I breathed out carefully and shut my eyes. What was I doing? I looked out the blurry frost covered window of my car and my eyes found a tall figure slumped to the ground outside his apartment building. The man had dark black hair and ice blue eyes that I recognized immediately. I bit my lip and then opened the door. Pulling my arms up folded against me, I walked over to House. Standing in front of him, I watched his bent over figure until he realized someone was watching him. He looked up at me, his eyes locking with mine. What I didn't expect was for him to be crying. The Gregory House crying! House never cried. Ever. I rushed over and slumped to the ground next to him, ignoring the cold that seeped into my bones. I put a hand on his shoulder.
"What's wrong, Gregory." There was no tiredness or coldness to my voice. It just held care.
"Nothing," he told me wiping away his tears impatiently and struggled to his feet.
"Apparently something is wrong. You don't cry, Greg, you never cry." you replied in the same tender tone. He turned away from you as a color tinted his cheeks. He looked down.
"Go back to Lucas, Lise. You don't have a reason to be out here. I do." he responded in a strangled tone as he took a couple steps away from me and looked up at the starlit sky.
"Actually, I do." I answered following him so that I stood next to him, shoulder to shoulder. I looked up at the sky, surprisingly you saw only one star in the sky.

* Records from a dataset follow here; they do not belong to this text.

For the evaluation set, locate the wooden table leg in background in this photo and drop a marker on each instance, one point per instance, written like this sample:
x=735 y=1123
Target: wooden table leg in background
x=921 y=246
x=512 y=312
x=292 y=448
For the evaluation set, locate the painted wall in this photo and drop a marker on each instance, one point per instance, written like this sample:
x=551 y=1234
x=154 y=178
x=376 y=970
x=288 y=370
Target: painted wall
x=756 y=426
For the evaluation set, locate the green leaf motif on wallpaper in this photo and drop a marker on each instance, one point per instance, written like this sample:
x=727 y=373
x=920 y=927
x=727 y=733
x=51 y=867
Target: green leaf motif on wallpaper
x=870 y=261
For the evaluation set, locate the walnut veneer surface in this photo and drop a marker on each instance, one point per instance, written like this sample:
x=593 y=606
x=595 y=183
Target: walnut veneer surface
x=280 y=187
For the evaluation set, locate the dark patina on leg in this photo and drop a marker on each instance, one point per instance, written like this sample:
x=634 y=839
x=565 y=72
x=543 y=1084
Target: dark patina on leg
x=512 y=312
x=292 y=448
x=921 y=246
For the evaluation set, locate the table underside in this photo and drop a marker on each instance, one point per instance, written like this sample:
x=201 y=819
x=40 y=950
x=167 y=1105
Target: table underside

"Oh, yeah... and what might that be?" asked House disbelievingly, yet he couldn't hide the curiosity that colored his tone. I didn't respond, I was much to afraid of what he might say when he found out that I lied. Instead, I stared hypnotized by the twinkling star.
"Star light, star bright...First star I see tonight...I wish I may... I wish I might... have this wish...i wish tonight. I wish I had never lied to Gregory four hours ago, and I wish I had told him the truth. That I'm more in love with him then he may never know, that I always have been and I will be in love with him forevermore. No matter what." I whispered softly.

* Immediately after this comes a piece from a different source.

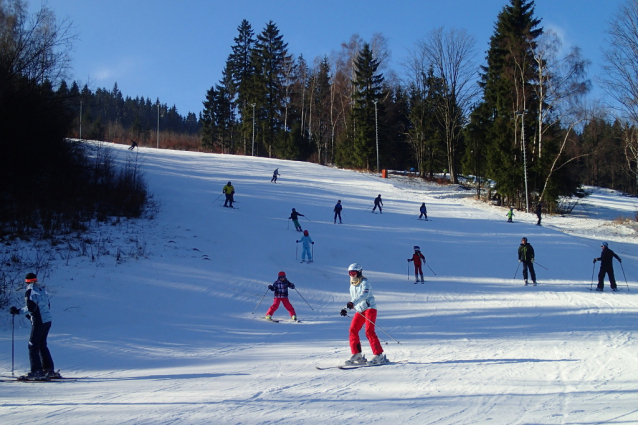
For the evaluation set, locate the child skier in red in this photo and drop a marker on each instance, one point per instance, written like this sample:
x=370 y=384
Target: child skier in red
x=418 y=269
x=280 y=288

If House had listened more carefully and heard her then they would have ended up kissing and eventually in bed with each others arms around each other as they drifted off to sleep. But he hadn't. He turned and walked away not seeing the tear that trickled down a very broken Lisa Cuddy's cheek.
She stared out into the sky, watching a whole different world where maybe "what if's" could come true. But in this world they didn't. In this world she was broken, alone, tired, and scared.
What if, "What if's" don't come true. What if you want them to?
Lisa turned and walked toward her car. If she had instead turned and went up to House's apartment then maybe she would have gotten there before the shot went off. Maybe she would have been in time to save him. Maybe she would have at least heard the final words he left with.
"Goodbye Lisa Cuddy. I shall forever love thee for the rest of eternity..."
Maybe she would have been able to be told the words she needed to hear from the man she love's mouth instead of reading them from the note he left behind.
But she didn't. So, instead, she raced up to his apartment after the shot and found House's dead body with a note written in quick brush script in his left hand. Instead she had to pry the note clutched I his still ironically warm fingers as tears raced down he cheeks.
Dearest Lisa,
I guess none of my dreams will ever be.
I always knew you'd be better off without me.
Take care of Rachel and tell jimmy I said goodbye.
Do me a favor and please don't cry.
I never really outright said this but I need you to hear,
that I am in love with you and always will be, my dear.
I maybe screwed up, a sarcastic, witty, jerk.
In the past is where I will always lurk,
for there is where I once had a chance,
to be the one with whom you would dance.
I will love you forever and ever no matter what
unconditional and irrevocable an with no 'but'
I cant make you love me and that's where I muck
I bid you goodbye, wish you happiness and good luck.
- Gregory House
Maybe if Lisa had gone up before she wouldn't have took the gun and put a bullet through her head. She wouldn't be lying next to House now both of them dead. And still with the note clutched tight n her hand was how all who had loved them found both of them dead. Now at least both will be together and happy. This was better than a much worst ending. Yet somehow this all seems like something was left undone. Like some words were never said and some deeds never done. Now the both lie up in heave together some how. Both of them happier than they ever were.
What if those "what if's" had come true? Than maybe we would all be happy instead of crying at there funeral today. They would both be alive if they had just done what they knew they were supposed to do. They played there hands and somehow got just a little less then luck. At least there both happy, there are things worse than dead. Yet somehow I wish those words left forgotten had been said.